The IT department has conventionally been blamed for the majority of data breaches and incidents in organisations worldwide.
However, the newly released Verizon 2016 Data Breach Investigations Report has found that most of the causes of corporate data breaches continue to play off of human frailty.
In fact, 63% of confirmed data breaches involve leveraging weak, default or stolen passwords.
“Often the reason why criminals were so quick at breaking in was that they already had the key. Social engineering remains worryingly effective—’click here to reset your banking password,”’ the report stated.
It highlighted that almost a third (30%) of phishing messages were opened by professionals—up from 23% in 2014.
And 12% of targets went on to open the malicious attachment or click the link—about the same as 2014 (11%).
“You might say our findings boil down to one common theme — the human element,” said Bryan Sartin, executive director of global security services, Verizon.
“Despite advances in information security research and cyber detection solutions and tools, we continue to see many of the same errors we’ve known about for more than a decade now. How do you reconcile that?”
Adding to the list of human errors are those perpetrated by the organisations themselves. Labeled ‘miscellaneous errors,’ this incident pattern group took the top spot for security incidents in this year’s report.
In fact, 26% of these errors involve sending sensitive info to the wrong person. Other errors in this category included: improper disposal of company information, misconfiguration of IT systems, and lost and stolen assets such as laptops and smartphones.
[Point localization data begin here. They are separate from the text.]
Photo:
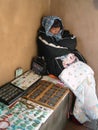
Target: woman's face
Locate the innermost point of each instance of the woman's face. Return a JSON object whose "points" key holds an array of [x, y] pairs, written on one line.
{"points": [[55, 30]]}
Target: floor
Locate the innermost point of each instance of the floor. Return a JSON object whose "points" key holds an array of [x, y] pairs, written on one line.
{"points": [[71, 125]]}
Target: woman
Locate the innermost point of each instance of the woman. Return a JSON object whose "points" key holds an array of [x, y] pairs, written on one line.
{"points": [[53, 41], [57, 46]]}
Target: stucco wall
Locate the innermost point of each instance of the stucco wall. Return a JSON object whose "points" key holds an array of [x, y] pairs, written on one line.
{"points": [[81, 18], [19, 21]]}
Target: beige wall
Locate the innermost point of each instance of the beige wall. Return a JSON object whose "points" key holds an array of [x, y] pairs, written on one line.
{"points": [[19, 21], [81, 18]]}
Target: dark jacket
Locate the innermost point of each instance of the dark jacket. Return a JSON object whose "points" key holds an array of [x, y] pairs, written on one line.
{"points": [[50, 48]]}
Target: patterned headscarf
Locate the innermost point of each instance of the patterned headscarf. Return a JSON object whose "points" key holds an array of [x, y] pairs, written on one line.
{"points": [[47, 22]]}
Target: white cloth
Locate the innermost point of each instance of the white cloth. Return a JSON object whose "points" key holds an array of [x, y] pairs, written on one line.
{"points": [[79, 77]]}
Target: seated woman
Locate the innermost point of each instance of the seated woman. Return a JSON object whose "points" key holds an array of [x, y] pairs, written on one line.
{"points": [[57, 46], [53, 41]]}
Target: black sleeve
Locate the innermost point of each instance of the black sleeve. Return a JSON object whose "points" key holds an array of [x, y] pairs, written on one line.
{"points": [[68, 40], [48, 47]]}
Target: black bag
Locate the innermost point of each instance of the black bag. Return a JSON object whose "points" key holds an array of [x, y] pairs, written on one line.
{"points": [[38, 65]]}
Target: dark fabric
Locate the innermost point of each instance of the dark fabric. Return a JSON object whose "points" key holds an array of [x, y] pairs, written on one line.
{"points": [[49, 52]]}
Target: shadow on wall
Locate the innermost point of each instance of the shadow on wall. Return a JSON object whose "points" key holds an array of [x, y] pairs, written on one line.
{"points": [[95, 2]]}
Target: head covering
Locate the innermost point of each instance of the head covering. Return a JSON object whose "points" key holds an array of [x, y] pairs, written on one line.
{"points": [[47, 23]]}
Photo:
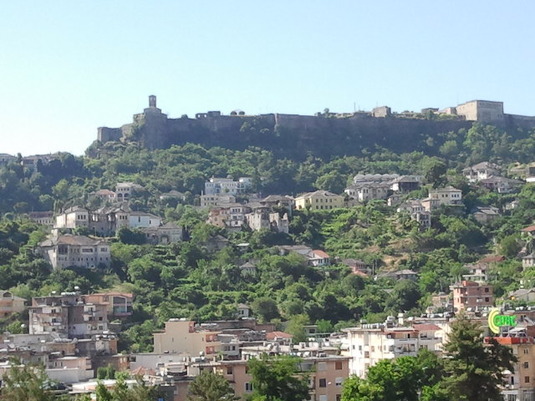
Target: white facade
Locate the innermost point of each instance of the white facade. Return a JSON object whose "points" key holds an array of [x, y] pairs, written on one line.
{"points": [[143, 220], [227, 186], [73, 218], [446, 196], [372, 343], [75, 250]]}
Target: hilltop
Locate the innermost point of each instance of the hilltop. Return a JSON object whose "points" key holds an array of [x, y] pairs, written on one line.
{"points": [[324, 135]]}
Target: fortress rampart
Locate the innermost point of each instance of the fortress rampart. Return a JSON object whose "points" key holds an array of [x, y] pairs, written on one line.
{"points": [[323, 134]]}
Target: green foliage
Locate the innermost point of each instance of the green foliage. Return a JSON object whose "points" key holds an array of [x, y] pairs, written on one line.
{"points": [[26, 383], [401, 379], [278, 379], [209, 386], [474, 370]]}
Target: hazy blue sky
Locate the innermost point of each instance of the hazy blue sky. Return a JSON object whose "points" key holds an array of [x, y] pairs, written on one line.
{"points": [[68, 67]]}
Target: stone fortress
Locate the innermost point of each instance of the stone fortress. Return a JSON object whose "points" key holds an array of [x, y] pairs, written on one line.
{"points": [[153, 129]]}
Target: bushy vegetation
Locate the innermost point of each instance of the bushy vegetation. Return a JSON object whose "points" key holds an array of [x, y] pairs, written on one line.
{"points": [[188, 280]]}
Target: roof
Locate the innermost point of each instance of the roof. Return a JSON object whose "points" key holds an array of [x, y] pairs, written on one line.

Of increasing concern to Verizon’s security researchers was the speed in which cybercrime is committed.
In 93% of cases, it took attackers minutes or less to compromise systems and data exfiltration occurred within minutes in 28% of the cases.
To help aid the situation, the report stated it is key for HR departments to train staff in dealing with sensitive data.
“Developing security awareness in your organisation is critical. Include education on physical security of assets as part of the orientation and ongoing training of employees,” it said.